Twitter to sue Elon Musk over plans to scuttle takeover deal

Twitter to sue Elon Musk over plans to scuttle takeover deal

Twitter has threatened to take legal action against Elon Musk as he tries to back out of a $44 billion deal to buy the social media company.

Hiring the services of big name U.S. law firm Wachtell, Lipton, Rosen & Katz LLP, Twitter prepares to take the case to Delaware Chancery Court.

The company argues that the Tesla CEO is leaving it worse off than it was when he said he would buy it, adding that Musk has eroded trust in Twitter, walloped employee morale, spooked potential advertisers, emphasized the company’s financial difficulties and spread misinformation about how it operates.

The court battle is likely to be protracted and immense, involving months of expensive litigation and high-stakes negotiations by elite lawyers. Twitter might win, but, if it loses, Musk could walk away by paying a breakup fee.

In a letter to Musk’s lawyers on Sunday, Twitter’s lawyers said that his move to terminate the deal was “invalid and wrongful” and that Musk “knowingly, intentionally, willfully and materially breached” his agreement to buy the firm.

Twitter’s stock plunged by more than 11 percent to one of its lowest points since 2020 as investors anticipated the coming legal battle. Since Twitter accepted Musk’s acquisition offer, on April 25, its stock has lost over a third of its value as investors have grown increasingly skeptical that the deal will get done on the agreed terms.

Meanwhile, Musk has reacted to the threat of legal action by Twitter’s board, saying the move was an attempt to force him to buy the company in court.

In a recent image tweet, the billionaire insisted that the Twitter board refused to disclose the information about the percentage of bots on Twitter, adding that they would now be forced to disclose the same information in court.
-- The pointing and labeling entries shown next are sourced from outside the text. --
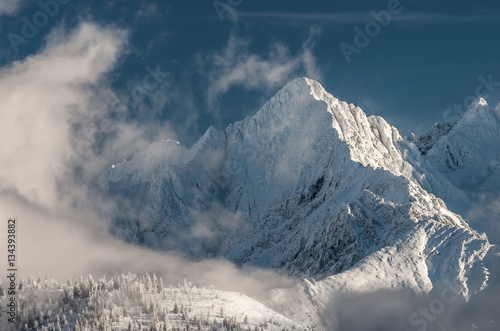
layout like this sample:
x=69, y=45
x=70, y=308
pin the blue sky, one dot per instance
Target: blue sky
x=221, y=60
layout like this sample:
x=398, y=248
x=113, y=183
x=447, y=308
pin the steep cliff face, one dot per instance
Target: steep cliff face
x=309, y=186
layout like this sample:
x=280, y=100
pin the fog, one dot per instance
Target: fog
x=59, y=129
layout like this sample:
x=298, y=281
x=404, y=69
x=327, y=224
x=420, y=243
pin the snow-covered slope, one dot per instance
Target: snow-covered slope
x=130, y=302
x=312, y=187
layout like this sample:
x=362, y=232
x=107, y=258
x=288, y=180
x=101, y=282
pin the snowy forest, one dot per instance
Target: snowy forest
x=132, y=302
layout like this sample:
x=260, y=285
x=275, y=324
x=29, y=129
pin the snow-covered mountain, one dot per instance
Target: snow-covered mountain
x=312, y=187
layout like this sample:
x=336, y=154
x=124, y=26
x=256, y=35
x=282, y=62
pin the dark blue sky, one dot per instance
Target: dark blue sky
x=428, y=58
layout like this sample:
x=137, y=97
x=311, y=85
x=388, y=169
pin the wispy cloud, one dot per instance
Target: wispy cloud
x=9, y=7
x=236, y=66
x=343, y=18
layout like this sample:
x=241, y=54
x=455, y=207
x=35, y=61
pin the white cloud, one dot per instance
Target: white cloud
x=9, y=7
x=236, y=66
x=45, y=99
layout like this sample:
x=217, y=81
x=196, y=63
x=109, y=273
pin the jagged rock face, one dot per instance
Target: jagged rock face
x=309, y=185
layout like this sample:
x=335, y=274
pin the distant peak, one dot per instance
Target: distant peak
x=478, y=103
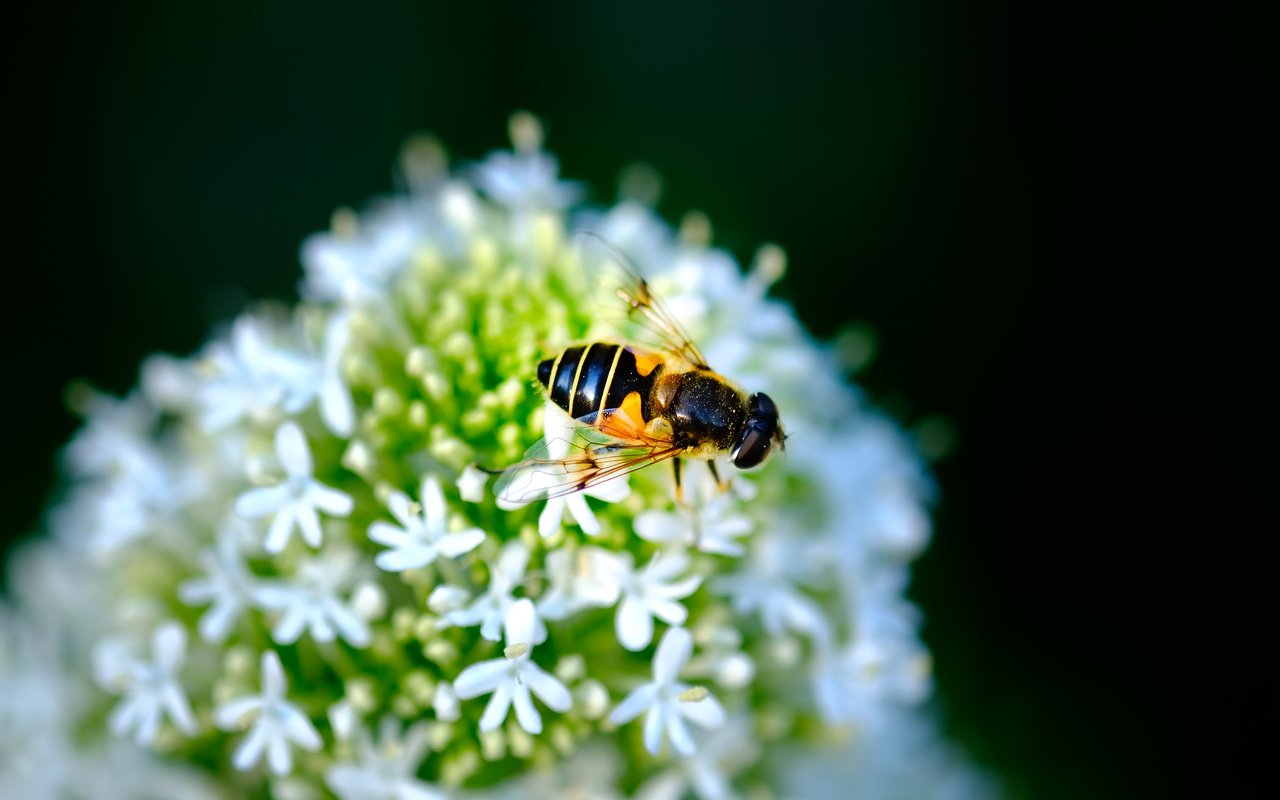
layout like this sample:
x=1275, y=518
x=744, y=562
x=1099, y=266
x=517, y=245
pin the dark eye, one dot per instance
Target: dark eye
x=754, y=448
He also hinted that many were doubting his ability to raise the money to buy Twitter.

Last Friday, Musk’s lawyer, Mike Ringler filed for the termination of the Twitter acquisition deal. In a Securities and Exchange Commission filing, Ringler cited many reasons for his principal’s decision to opt out of the deal, noting that “Twitter has not complied with its contractual obligations.”

The lawyer claimed that Twitter did not provide Musk with the relevant business information he requested, as Ringler said the contract would require.

“Sometimes Twitter has ignored Mr. Musk’s requests, sometimes it has rejected them for reasons that appear to be unjustified, and sometimes it has claimed to comply while giving Mr. Musk incomplete or unusable information,” he claimed.